How AI and Causal Inference Are Changing the Way We Understand Impact
By: Miranda M. Yarowsky, SFS ’26, Fall 2025 MDI Communications & Events Assistant
In an age where algorithms shape what we see, who gets hired, and even who receives aid, “the hardest question isn’t how to predict; it’s how to measure”. This was a central message of the Fall 2025 MDI Distinguished Lecture, delivered on October 22 by Susan Athey, Economist and Professor of the Economics of Technology at Stanford University. Active in the field of machine learning and causal inference since 2007, and co-author of the influential papers: “Recursive Partitioning for Heterogeneous Causal Effects” and “Estimation and Inference of Heterogeneous Treatment Effects Using Random Forests”, Athey has helped reshape how researchers use machine learning to understand cause and effect.
In her lecture, Athey focused on how the next frontier of artificial intelligence (AI) is not just about building smarter systems, but about defining what successful impact truly means and how to measure impact: whether in labor markets, public policy, or social well-being.
Creativity in Defining What to Measure
Athey reminded the audience that creativity is as vital for scientists as it is for artists or engineers. “Creativity comes into defining what to measure,” she said. In a world ruled by data, deciding what to quantify is not neutral; our choices reflect our priorities. And these choices ultimately shape the direction where innovation leads.
In Athey’s own work, which includes building causal trees and causal forests, she hones in on improving the prediction of cause and effect. But in her lecture, she made a larger point: The metrics researchers pick can define what good or successful AI truly means. In this way, it seems the act of measuring can quietly steer how the whole field of AI develops.
The Challenge of Measuring Long-Term Impact
Athey also pointed out a longtime problem, which is that good measurement is rarely easy measurement. Many of the outcomes that matter most, whether in education or well-being, are difficult to observe in the short term. “It’s hard to measure in the long term,” she noted, because meaningful effects play out through complex social and institutional feedback loops.

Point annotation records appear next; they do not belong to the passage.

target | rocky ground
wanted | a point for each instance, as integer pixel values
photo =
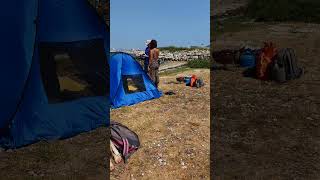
(173, 130)
(265, 130)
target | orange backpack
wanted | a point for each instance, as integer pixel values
(264, 61)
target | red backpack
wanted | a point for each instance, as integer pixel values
(125, 140)
(264, 61)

Her research on heterogeneous treatment effects, explores this challenge. Instead of asking whether an intervention “works” on average, Athey’s methods identify for whom it works and under what conditions. Through papers like “Recursive Partitioning for Heterogeneous Causal Effects” and “Estimation and Inference of Heterogeneous Treatment Effects Using Random Forests”, she has developed tools that help researchers move beyond prediction and into causal inference, or, in her words, “picking the right objective”, especially given the challenge of heterogeneity.
When Social Science Meets Artificial Intelligence
What is particularly meaningful in Athey’s work is how it demonstrates the indispensable role of social scientists in the future of AI. These vital researchers introduce frameworks for understanding the structural factors that shape the dimensions of human well-being that cannot be optimized by code alone. Athey illustrated this through diverse examples. She discussed analyzing data from 180,000 laid-off workers in Sweden to understand how automation influences employment trajectories. Another collaboration in Poland tested digital upskilling programs for women, showing how interventions must be evaluated not only on immediate outcomes but on long-term opportunities and constraints rooted in gender and labor markets.

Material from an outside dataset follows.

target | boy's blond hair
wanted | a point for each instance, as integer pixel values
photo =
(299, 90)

When researchers reframed the question to include these structural constraints, they found that programs seeming effective in the short term often did little to change women’s long-term mobility or access to higher-quality jobs, insights that would have been invisible using only immediate metrics. In both cases, the model mattered, but the framing of what to measure mattered even more.”

Students at the reception echoed this emphasis on intentional design. Hailey, an Economics Ph.D. candidate, noted that Athey’s work made machine learning feel less opaque:
“One takeaway for me…is the fact that machine learning methods don’t have to be as much of a black box as they’re perceived to be…So I’m definitely looking forward to checking out her generalized random forest R package and learning more about how to do that.”
Mondrita, another Ph.D. candidate, added that it was refreshing to see someone so deeply trained in economics speak comfortably in technical language:
“I can see in her language that there’s a lot related to economics that is familiar to us.”

These reflections also point toward how AI is not simply a technical frontier but also a methodological one. In her closing remarks, Dr. Lisa Singh, the Director of MDI, emphasized that the real unifying thread in Athey’s work is the challenge of causal inference.
Both economists and data scientists seem to struggle not just to detect correlations, but also to understand why outcomes differ across people and contexts. That is precisely where Athey’s work becomes so influential. As she put it, the future of AI depends on “picking the right objective”, i.e., deciding what values we want our systems to optimize before we scale them. Measurement, in this sense, becomes an ethical choice. Building on this point, Athey’s lecture made clear that the future of AI will be defined not only by computational advances but by the values embedded in our evaluation systems. The central question–what should we optimize?–is ultimately a societal one. As institutions and companies increasingly deploy AI at scale, the responsibility to choose meaningful metrics becomes a form of institutional responsibility.
In that sense, Athey’s work extends beyond technical innovation and offers a blueprint for scaling AI that reflects human priorities rather than potentially obscuring them. The path forward requires the same creativity she emphasized: the creativity to measure what truly matters.